Jakob Ziguras’s poetry is born out of that high style of address where intellect and scholarship meet demanding form and produce feeling. He moves through both time and space, from the ancient philosophers through to contemporary observation. He is an elegant and authoritative poet. “What will suffice” begins one poem, quoting Wallace Stevens, ‘will, finally, not suffice; unless a puddle with a petrol spill / suffice to read the gestures of the wind.’ These gestures involve a straight back and firm steps.

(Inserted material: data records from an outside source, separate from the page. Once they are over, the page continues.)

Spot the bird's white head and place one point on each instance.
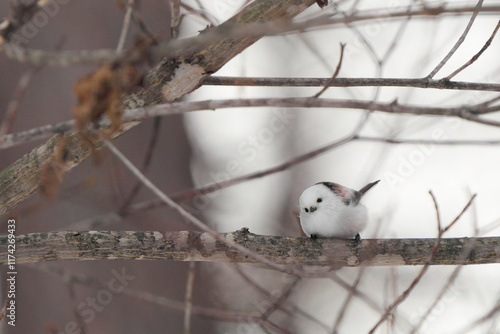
(322, 197)
(330, 210)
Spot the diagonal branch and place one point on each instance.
(168, 81)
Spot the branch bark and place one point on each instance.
(200, 246)
(171, 79)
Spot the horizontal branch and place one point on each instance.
(350, 82)
(199, 246)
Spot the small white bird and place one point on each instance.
(329, 210)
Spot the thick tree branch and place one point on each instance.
(199, 246)
(169, 80)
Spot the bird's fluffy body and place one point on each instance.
(329, 210)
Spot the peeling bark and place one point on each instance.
(199, 246)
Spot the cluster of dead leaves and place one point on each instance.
(98, 94)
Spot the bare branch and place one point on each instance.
(184, 213)
(477, 55)
(200, 246)
(459, 41)
(160, 85)
(335, 74)
(125, 27)
(350, 82)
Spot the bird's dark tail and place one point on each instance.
(368, 187)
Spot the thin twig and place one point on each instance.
(13, 106)
(402, 297)
(45, 131)
(145, 165)
(125, 27)
(176, 18)
(459, 41)
(294, 309)
(477, 55)
(171, 304)
(188, 216)
(335, 74)
(349, 82)
(189, 297)
(438, 214)
(347, 301)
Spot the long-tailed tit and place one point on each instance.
(329, 210)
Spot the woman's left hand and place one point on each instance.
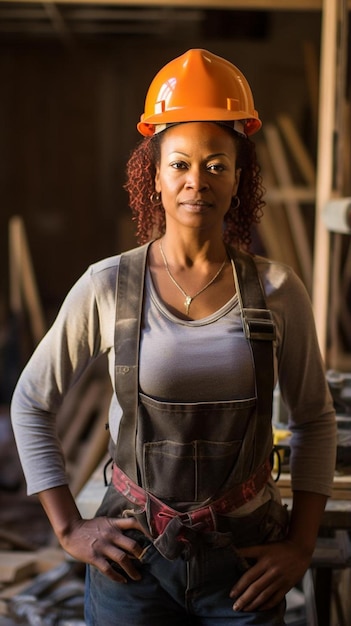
(279, 566)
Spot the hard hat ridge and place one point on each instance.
(198, 86)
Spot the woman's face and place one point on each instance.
(197, 174)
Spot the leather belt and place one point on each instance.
(202, 518)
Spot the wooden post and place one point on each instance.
(327, 91)
(23, 287)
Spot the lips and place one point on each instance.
(196, 204)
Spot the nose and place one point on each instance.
(196, 179)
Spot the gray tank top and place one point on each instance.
(204, 360)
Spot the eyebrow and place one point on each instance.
(210, 156)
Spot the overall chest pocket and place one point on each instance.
(188, 472)
(188, 452)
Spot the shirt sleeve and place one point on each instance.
(302, 382)
(82, 331)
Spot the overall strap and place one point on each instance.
(129, 302)
(258, 325)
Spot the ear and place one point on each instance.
(236, 181)
(157, 180)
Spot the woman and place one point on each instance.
(191, 530)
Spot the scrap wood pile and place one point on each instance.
(40, 588)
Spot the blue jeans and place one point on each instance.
(177, 592)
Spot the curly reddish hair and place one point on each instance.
(150, 217)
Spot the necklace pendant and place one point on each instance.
(187, 303)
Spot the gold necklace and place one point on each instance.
(188, 299)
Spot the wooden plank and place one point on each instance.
(296, 222)
(276, 5)
(341, 487)
(320, 291)
(298, 150)
(23, 286)
(273, 229)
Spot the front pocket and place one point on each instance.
(188, 472)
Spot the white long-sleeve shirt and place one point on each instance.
(202, 360)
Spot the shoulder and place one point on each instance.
(278, 277)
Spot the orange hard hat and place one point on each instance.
(198, 86)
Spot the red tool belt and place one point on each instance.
(203, 517)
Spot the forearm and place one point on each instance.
(61, 509)
(306, 516)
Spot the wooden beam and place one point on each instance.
(264, 5)
(320, 291)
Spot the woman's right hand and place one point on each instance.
(101, 542)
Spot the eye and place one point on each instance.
(178, 165)
(216, 167)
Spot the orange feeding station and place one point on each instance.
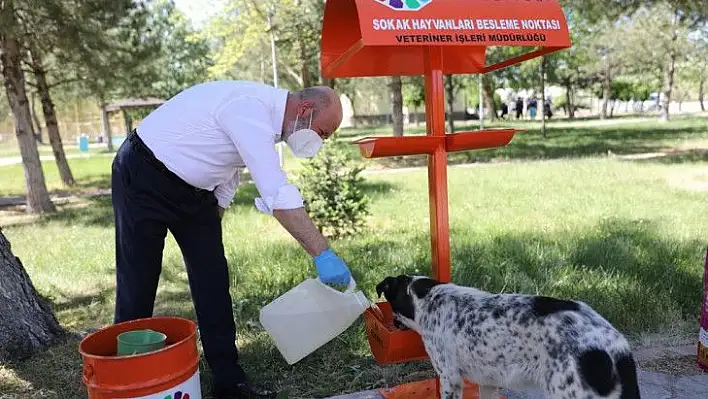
(364, 38)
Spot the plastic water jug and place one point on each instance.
(310, 315)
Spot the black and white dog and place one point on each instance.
(562, 347)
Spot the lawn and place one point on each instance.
(626, 236)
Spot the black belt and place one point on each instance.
(149, 156)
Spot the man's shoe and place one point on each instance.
(244, 390)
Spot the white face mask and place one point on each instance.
(304, 143)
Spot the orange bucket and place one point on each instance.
(388, 344)
(169, 373)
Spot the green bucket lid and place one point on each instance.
(140, 341)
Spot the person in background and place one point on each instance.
(532, 106)
(519, 107)
(179, 170)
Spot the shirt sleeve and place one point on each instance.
(248, 122)
(225, 192)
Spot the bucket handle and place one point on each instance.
(350, 288)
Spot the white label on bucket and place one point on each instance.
(190, 389)
(703, 337)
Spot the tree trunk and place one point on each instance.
(701, 93)
(304, 68)
(38, 200)
(106, 123)
(669, 72)
(396, 105)
(37, 123)
(489, 97)
(606, 90)
(543, 96)
(28, 324)
(668, 86)
(50, 117)
(450, 89)
(569, 100)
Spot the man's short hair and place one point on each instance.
(318, 96)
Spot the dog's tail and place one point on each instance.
(598, 370)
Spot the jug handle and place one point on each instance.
(350, 288)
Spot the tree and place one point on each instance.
(183, 59)
(395, 85)
(50, 117)
(28, 324)
(414, 94)
(38, 200)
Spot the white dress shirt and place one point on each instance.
(208, 133)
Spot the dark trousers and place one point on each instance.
(148, 200)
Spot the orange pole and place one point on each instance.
(437, 165)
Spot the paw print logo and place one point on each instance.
(178, 395)
(405, 5)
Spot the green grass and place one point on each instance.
(90, 173)
(565, 139)
(623, 236)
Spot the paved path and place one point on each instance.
(651, 385)
(7, 161)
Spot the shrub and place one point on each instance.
(332, 187)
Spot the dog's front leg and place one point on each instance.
(488, 392)
(451, 387)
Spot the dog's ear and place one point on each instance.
(422, 286)
(385, 286)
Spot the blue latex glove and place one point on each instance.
(331, 268)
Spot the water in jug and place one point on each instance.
(310, 315)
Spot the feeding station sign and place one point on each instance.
(365, 38)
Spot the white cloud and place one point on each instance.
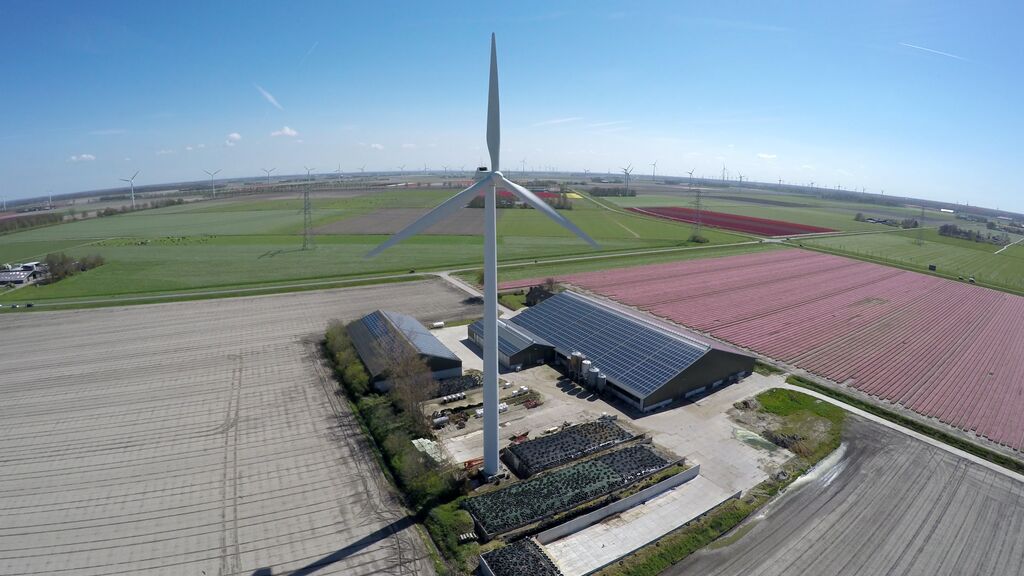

The halls resound, the petrol spills, and, as Emily Dickinson put it, ‘a formal feeling comes’. Which is, after all, the point.
Jakob Ziguras’s début collection is an invigorating blend of the classical and the modern, the formal and the informal. Here is a mature, deeply thoughtful voice which gives immediate pleasure and which will be heard with respect by all.
Seldom does a debut collection come with so assured a voice, such technical accomplishment, and such expressive powers at its command. Chains of Snow is a remarkable introduction to the work of a fine new poet, a voice both rich and strange, with a frame of cultural reference as broad as history, from Akhenaten’s city in the desert to mid-twentieth-century Europe, swept by the all-widowing wind of war, to the midnight streets of inner Sydney, ‘wrapped in a body bag / of plastic darkness.’ Jakob Ziguras inhabits a place of constant philosophical probing, but always embodied in the things of this physical world, swarming in their net of sunlight. By turns troubling, haunting and exhilarating, these poems and their music are unforgettable.
Over the past couple of months, I’ve also been slowly absorbing a book called Chains of Snow, a substantial debut by an Australian poet, Jakob Ziguras. “Substantial” is not faint praise. The book is very serious and intelligent, and demonstrates an impressive technical range and sophistication.
Jakob Ziguras was born in Poland in 1977 to Polish and Greek parents and came to Australia in 1984. He studied fine arts before completing a doctorate in philosophy at the University of Sydney. His poetry has been published in Meanjin, Australian Poetry, Mascara, Measure: A Review of Formal Poetry, Snorkel and Southerly. He was a finalist in the Newcastle Poetry Prize in 2011 and 2012, and won the 2011 Harri Jones Memorial Prize and the 2013 David Harold Tribe Poetry Prize. He lives in Poland and the Blue Mountains and teaches philosophy at the University of Notre Dame.